Perhaps worst of all, while on defense you’d have no jurisdiction over which player you control, randomly being switched around by the whims of the computer. This is something that even the earliest soccer video games had, but for some reason was ignored in this title.
The IGN review of Mia Hamm Soccer 64 from Nov. 22, 2000, declared in a subhead it’s “the next best thing to staring at your Mia Hamm posters.” We’re not quite sure where Cory D. Lewis was going with that, but the review overall wasn’t kind to the title, giving it a 4.8 out of 10, which honestly feels a little generous. IGN scored the game a 3 on presentation (“minimal effort”), a 5 on graphics (player models “not very feminine”) and 1 on sound (“practically none”).
The IGN review is the only one listed on Metacritic — not a single user has decided it was worth his or her time to write a review. FIFA 19 for PS4 has 67 critic reviews and 270 user reviews, but to be fair Metacritic didn’t exist back when Mia Hamm Soccer 64 came out (it launched a couple months afterword).

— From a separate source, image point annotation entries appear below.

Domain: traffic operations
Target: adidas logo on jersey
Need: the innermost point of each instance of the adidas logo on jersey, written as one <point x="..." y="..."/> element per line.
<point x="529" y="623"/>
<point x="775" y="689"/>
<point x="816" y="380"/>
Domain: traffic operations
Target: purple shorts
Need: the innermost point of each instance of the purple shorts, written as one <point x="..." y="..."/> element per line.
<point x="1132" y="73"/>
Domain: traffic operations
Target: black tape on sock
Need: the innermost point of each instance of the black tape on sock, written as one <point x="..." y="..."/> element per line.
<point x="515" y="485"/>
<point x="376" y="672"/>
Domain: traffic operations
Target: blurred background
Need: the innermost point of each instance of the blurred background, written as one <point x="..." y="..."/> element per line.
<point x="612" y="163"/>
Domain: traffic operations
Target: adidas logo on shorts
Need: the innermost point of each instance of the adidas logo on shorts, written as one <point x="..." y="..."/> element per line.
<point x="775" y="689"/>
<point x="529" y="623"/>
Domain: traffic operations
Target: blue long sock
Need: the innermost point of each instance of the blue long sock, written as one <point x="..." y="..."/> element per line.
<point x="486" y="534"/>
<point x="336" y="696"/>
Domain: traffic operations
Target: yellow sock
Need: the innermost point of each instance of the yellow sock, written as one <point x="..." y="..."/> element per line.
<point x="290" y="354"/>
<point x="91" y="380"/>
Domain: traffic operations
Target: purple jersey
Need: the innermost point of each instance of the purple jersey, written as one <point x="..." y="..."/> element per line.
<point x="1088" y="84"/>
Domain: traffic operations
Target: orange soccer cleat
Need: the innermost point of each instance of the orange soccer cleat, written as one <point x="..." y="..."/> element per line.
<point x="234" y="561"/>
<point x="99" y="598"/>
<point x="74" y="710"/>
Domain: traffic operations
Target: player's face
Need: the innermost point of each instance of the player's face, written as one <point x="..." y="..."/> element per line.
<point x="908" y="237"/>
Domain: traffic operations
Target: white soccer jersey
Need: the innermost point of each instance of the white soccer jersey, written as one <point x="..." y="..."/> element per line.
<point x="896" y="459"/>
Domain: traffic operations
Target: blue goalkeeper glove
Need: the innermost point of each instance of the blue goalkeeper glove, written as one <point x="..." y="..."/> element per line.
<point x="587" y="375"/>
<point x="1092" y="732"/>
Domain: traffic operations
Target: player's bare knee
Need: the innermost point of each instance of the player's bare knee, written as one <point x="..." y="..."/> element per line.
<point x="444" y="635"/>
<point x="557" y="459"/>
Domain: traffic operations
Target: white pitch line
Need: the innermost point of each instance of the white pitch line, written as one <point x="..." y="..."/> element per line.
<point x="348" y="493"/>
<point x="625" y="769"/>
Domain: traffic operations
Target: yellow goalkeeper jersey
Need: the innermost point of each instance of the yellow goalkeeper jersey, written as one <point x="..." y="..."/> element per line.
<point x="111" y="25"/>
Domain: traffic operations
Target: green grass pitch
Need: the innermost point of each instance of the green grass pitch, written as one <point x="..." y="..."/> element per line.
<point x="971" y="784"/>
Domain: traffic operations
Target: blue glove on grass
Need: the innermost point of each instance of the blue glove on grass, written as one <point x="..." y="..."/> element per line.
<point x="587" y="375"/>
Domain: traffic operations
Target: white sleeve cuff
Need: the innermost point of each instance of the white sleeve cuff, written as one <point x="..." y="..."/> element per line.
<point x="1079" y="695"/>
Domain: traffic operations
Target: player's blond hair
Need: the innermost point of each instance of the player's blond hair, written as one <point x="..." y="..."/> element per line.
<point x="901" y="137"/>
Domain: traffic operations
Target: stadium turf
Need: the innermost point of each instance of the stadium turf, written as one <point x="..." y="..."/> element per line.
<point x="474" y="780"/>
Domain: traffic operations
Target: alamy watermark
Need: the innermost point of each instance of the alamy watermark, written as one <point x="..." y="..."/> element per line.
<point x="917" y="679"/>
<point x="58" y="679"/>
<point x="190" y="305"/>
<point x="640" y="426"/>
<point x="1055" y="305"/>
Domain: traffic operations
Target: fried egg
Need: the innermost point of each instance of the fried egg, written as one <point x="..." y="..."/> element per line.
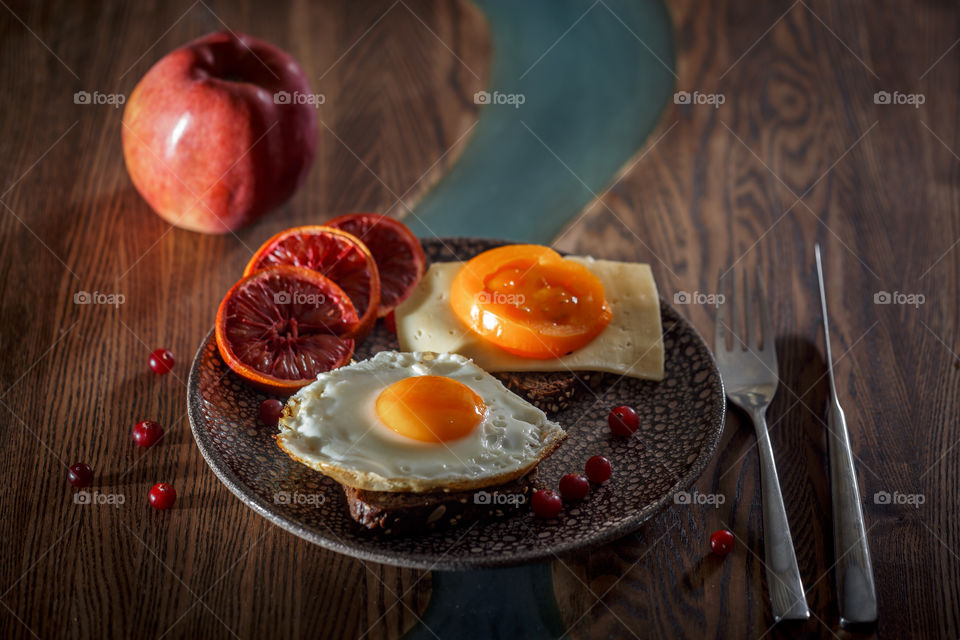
<point x="417" y="422"/>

Despite the fact the game wasn’t all that good, it sold quite well. The 42,886 copies sold might not seem like a huge number today, but compared to Earthworm Jim, a super-popular contemporary title that sold 76,000 copies, Mia Hamm Soccer 64 was a surprising success for an all-women’s soccer game in the U.S.
Wildly, Amazon is still selling Mia Hamm Soccer 64, including apparent new copies. You can also find the game on emulator/ROM sites if you want to wade into the dubious world of pirating 20-year-old video games.
With FIFA regularly including a (small) selection of international women’s soccer teams in its series now, soccer video games featuring women have never been better. But let’s not forget it took EA Sports 15 years after the first women’s soccer video game to include women in FIFA. Let’s not forget Mia Hamm Soccer 64, for all its flaws the first women’s soccer video game in the world.